Tuesday, March 19, 2013

The Unbearable Lightness of Blini


The Unbearable Lightness of Blini

The time has come once again for Maslenitsa, a curious mix of christianity and pagan rites that mark the supposed end of winter and be beginning of spring.  The closest western analogue is that of Mardi Gras, but in reality Maslenitsa is a different creature all together.

The holiday marks the last excesses prior to the fast of Greater lent for Russian Orthodoxy, a time of no meat (and if you are particularly devout no cheese or milk products as well).

My personal account of the past week has centered around one thing: blini.  Blini are the russian pancake, which is nestled in taste in between our fluffy, western, skillet-seared breakfast foods and paper-thin French crepes.  Blini are the food of the Shrovetide as by appearance they represent the sun and the promise that winter will soon depart.  The second half of that statement has not been the case this year, however.

The week began innocently, a breakfast hand-prepared with love (or at least without evident malice).

Apparently each household has its own particular method for how to properly eat the blini.  I was informed of the style I was to use very early.

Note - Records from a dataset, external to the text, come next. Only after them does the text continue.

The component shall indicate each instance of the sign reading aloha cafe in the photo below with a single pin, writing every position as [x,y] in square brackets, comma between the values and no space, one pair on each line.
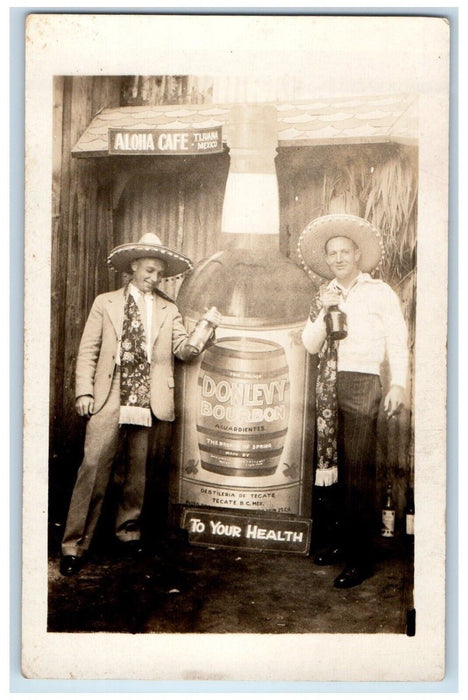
[165,142]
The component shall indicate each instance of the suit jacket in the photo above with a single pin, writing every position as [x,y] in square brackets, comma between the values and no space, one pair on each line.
[98,350]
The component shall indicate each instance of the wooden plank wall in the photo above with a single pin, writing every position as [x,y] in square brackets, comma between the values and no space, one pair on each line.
[80,232]
[181,203]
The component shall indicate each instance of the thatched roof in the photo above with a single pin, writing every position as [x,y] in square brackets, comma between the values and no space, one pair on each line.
[337,120]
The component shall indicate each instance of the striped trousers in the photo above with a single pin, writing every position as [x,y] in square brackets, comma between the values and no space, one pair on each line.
[359,396]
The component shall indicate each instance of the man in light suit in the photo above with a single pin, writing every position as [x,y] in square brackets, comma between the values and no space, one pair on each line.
[124,380]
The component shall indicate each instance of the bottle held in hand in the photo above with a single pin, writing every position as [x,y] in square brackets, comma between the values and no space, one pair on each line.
[201,334]
[409,513]
[336,323]
[388,514]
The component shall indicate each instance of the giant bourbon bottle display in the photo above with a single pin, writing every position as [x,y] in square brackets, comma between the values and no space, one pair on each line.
[245,429]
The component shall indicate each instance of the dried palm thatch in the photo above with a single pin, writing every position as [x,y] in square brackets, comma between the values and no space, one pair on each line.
[385,193]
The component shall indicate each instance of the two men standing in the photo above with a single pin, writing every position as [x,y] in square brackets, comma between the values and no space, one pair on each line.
[125,380]
[345,249]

First I tried to eat the blini sans sour cream.  This was unacceptable.  Then I had to learn the proper system.  First the blini is placed in the center a plate.  Then a dollop of sour cream is carefully spread outward from the center in order to engage as full coverage as is possible upon the face of our sun symbol.  After this, the side of the disc is gently lifted and rolled, much like a Clint Eastwoodian cigarello from so many spaghetti westerns, into a tube of sour cream and pancake bliss.  (Or so it would appear, but we'll come back to that later.)

Sour cream is, of course, one of the more traditional fillings for the blinchiki.  Other fillings include honey, various jams, cheese, meat (of curious parentage in the form of ground... something), salmon, and the bane of my American taste buds: caviar.   However, there is an adage in Russian that amounts succinctly to the idea that if it will fit in to a blini, then it should be in a blini.  So needless to say, there is a lot of room for variation on a theme.  But... this can only take one so far... (ominous music)

The first morning of these blinchiki was all sunshine and rainbows.  A tasty break from the typical 150 grams of bread, 100 grams of yoghurt, and banana of indeterminate size, which suffices the typical breakfast in my home.  The first morning that is.  But then the mornings just kept coming.  Mountains of blini falling about my hands and ears.  I began to dream of blini at night.  To awake in cold sweats to think to myself, it was only a dream that I had fallen in to a blini batter bath.  But then I realize that there were 10 more blini waiting for me in the morning when I emerge from my room.  The coils of my mind swirled up in the roll of blini, which brought me to the edge of some kind of Lovecraftian madness.  And then, just as it had begun, 67 blini in one week later, the pancake madness ceased.  The Maslenitsa scarecrow burned, the holiday concluded.  And the blini return in to their haunts, ruminating, and biding time until they can once again frisbee themselves into our nightmare hearts upon the next Maslenitsa.  Upon the next Week of Blin.  

1 comment:

  1. We should bring blini to the US! Fill them with things like butter and spaghetti sauce. Ooh, and mayonaise!